Phil, and probably the dog too, were wrong in the conclusions they came to, but they both believed they had figured something out. Phil learned better – as he so often did – but the dog probably believed for the rest of his life that he had figured out the television.

In my stories I try to have plots – I try to set up apparently disconnected events and then make sense of them. Figure them out! I want my readers to be satisfied, like the St. Bernard, and not be left with an anticlimax, as Phil was.

Of course we can safely assume that the St. Bernard was wrong in whatever conclusion he came to, and of course Phil was fortunate that his conclusion was a mistake. Still, certainty is reassuring.
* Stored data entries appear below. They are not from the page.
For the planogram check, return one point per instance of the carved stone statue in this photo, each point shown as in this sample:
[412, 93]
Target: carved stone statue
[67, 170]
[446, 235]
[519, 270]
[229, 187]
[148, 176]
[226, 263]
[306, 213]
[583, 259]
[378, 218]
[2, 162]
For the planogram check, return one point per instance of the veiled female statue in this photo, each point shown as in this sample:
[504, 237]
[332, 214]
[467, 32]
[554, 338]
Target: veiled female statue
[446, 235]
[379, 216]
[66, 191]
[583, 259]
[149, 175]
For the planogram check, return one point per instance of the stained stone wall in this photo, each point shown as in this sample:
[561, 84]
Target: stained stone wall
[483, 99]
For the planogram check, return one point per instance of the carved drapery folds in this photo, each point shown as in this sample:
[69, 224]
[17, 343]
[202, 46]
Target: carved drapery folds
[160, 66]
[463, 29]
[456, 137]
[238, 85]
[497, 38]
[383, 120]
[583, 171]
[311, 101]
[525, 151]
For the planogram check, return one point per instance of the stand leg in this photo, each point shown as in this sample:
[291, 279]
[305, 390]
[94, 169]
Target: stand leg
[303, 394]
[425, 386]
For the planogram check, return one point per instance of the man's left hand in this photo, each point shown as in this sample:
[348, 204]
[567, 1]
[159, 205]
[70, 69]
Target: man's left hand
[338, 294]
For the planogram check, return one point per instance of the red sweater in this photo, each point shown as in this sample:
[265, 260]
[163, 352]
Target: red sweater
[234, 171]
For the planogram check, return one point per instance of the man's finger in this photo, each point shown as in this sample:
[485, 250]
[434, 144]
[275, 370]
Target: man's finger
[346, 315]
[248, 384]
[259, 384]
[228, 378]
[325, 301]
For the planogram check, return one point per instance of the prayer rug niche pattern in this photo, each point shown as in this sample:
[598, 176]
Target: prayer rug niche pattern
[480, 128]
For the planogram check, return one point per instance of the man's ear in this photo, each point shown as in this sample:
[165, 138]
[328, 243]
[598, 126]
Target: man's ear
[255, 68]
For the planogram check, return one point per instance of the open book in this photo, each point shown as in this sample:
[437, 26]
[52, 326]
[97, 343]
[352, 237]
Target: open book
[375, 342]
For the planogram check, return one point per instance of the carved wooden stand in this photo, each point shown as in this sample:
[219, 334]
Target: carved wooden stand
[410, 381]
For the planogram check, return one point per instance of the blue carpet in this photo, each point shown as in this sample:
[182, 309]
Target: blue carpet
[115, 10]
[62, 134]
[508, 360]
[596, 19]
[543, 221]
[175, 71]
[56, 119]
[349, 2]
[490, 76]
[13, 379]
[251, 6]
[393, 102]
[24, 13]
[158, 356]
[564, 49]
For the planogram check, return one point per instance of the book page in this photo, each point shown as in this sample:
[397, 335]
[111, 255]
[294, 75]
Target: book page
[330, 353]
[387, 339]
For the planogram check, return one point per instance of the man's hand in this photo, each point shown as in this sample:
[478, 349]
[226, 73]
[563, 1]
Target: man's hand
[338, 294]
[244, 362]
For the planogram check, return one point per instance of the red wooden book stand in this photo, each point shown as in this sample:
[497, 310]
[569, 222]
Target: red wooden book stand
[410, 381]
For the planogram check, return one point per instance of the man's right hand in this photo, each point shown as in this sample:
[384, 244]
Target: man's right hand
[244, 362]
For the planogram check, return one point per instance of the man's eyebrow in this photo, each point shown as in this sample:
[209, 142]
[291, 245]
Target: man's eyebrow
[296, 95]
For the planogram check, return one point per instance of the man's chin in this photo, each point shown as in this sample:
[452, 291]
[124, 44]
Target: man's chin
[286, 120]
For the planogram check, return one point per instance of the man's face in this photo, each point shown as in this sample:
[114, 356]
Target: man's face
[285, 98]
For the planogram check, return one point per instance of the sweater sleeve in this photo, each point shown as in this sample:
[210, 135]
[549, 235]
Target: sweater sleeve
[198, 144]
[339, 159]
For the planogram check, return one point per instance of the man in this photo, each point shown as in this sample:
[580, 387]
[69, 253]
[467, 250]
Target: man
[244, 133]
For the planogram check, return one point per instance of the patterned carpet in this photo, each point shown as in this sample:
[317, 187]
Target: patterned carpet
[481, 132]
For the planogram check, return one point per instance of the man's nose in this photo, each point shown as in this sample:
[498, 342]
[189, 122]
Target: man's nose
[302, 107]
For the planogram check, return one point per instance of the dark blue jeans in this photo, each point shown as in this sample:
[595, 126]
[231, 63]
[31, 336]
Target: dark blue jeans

In the stories I most like to read, things eventually prove to make sense. The events might be outlandish, and the resolution might be as objectively impossible as a dog’s explanation of television, but it’s all presented sincerely, not ironically, not tongue-in-cheek. Loose ends are tied up. The writer has taken the characters and their concerns seriously, so I can too, and has shown how all the conflicts and oxymorons are reconciled.

Real life, of course, doesn’t provide this. Edward John Trelawny, whom I used as a character in my story “A Time to Cast Away Stones,” was a real historical person who compensated for the pointless shabbiness of his actual life by inventing a glamorous biography for himself, and eventually he even came to believe that well-plotted fiction himself.

I sympathize. Real life is generally very haphazard in its plotting, and I think a lot of people lament that, and turn to fiction to briefly experience, albeit vicariously, a more satisfying sort of reality. We want to see sense – not necessarily happy endings, but effectual actions and significant outcomes. (Postmodern fiction and metafiction, I gather, aim to call attention to the falsity of these things, which is like selling liquor that perversely makes you more sober.)

Our inclination to look for sense in the world doesn’t, of course, prove that there’s any out there to be found. Being hungry doesn’t prove we have bread, as Matthew Arnold is supposed to have written.

But, as C. S. Lewis points out, being hungry does imply the existence of bread.

So I’m on the side of Phil Dick and the dog.